La Palma, l’isola delle banane e delle stelle

Tazacorte (La Palma), 22 settembre 2020

    La Palma, la più occidentale e la più verde dell’arcipelago spagnolo della Canarie, è famosa per le piantagioni di banane e per la presenza di un famoso osservatorio internazionale di astrofisica. Non so quale interdipendenza ci sia tra le banane e le stelle, ma mi piace fare questa bizzarra associazione.
  Gran parte delle pendici dell’ex vulcano che sorge nel centro dell’isola, sono infatti ricoperte di rigogliose piantagioni di banane. Siccome la maggior parte del terreno è in pendenza, i bananeti sono “terrazzati”, così che anche si facilita l’irrigazione. Alcune delle terrazze, realizzate da recinti di muretti, sono a picco sul mare. Sono spettacolari a vedersi, ma anche in grado di produrre un frutto di altissima qualità grazie all’esposizione e – pare – anche grazie all’acqua sorgiva. (ho scoperto che in spagnolo si dice “manantial”) .

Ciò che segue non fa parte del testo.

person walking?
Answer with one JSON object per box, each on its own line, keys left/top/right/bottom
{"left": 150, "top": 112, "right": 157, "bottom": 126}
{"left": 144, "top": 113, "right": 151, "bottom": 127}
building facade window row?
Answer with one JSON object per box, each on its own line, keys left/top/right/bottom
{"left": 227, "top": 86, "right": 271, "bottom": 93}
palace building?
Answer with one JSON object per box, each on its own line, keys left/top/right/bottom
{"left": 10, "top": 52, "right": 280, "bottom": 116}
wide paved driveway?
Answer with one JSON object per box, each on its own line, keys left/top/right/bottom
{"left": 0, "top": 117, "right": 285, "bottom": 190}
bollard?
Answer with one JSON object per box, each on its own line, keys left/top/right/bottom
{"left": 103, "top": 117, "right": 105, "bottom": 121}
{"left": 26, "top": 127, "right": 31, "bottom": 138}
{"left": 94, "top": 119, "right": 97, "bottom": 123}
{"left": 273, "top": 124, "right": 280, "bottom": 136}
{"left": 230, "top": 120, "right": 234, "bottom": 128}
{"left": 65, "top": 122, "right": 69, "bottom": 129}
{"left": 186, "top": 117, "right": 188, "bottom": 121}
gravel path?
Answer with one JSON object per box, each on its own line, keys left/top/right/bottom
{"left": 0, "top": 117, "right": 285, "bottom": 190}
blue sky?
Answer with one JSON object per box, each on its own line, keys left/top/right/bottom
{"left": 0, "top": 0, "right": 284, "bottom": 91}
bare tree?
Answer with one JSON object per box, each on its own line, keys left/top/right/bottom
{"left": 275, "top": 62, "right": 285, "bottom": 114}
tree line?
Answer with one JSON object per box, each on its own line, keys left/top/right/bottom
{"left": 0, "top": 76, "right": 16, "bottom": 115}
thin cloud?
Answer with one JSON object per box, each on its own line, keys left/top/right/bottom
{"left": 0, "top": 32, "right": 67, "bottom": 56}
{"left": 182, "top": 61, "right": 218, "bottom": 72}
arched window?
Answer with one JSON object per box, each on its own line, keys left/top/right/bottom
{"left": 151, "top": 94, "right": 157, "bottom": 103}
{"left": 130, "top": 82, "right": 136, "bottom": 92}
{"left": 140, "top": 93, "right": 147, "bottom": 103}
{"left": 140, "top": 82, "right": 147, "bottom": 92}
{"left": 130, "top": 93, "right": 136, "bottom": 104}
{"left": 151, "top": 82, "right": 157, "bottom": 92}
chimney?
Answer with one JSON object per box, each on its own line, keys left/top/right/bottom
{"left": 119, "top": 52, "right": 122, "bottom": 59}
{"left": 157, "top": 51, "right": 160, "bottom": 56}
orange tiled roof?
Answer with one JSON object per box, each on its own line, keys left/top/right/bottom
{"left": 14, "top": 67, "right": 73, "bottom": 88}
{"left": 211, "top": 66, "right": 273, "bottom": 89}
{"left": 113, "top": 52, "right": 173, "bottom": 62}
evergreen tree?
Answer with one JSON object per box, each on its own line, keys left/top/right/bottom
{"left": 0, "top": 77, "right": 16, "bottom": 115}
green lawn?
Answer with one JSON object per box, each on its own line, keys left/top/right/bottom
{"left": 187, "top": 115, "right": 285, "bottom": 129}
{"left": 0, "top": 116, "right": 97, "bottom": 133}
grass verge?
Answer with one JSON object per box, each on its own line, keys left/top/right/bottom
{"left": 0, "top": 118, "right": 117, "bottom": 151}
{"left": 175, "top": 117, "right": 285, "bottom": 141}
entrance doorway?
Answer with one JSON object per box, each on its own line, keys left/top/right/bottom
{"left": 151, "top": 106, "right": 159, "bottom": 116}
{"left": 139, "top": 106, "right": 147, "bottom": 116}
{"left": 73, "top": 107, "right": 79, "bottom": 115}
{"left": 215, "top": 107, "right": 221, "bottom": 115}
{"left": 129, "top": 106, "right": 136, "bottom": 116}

   Ho ancorato la mia barca a vela Maneki di fronte a una spiaggia all’ingresso del porto di Tazacorte, proprio sotto le piantagioni. Salendo la scogliera attraverso una ripida scaletta di ferro si arriva alle terrazze di banane. È incredibile come ogni angolo di terra sia coltivato. Per caso mentre salivo ho incrociato un gruppo di agricoltori che stava raccogliendo alcuni caschi di banane. Li portavano a spalla su per il sentiero e poi in un camioncino sudando copiosamente. Erano ancora verdi, però alcune banane nella cerchia in basso erano già mature. Li ho osservati un po’ e anche scattato delle foto. Con uno di loro ho scambiato anche due parole, nel mio spagnolo da principiante, gli ho indicato giù in basso la mia barca all’ancora nella piccola baia. Mi hanno fatto anche assaggiare una banana di quelle gialle, piena di sapore come lo sono i frutti appena raccolti.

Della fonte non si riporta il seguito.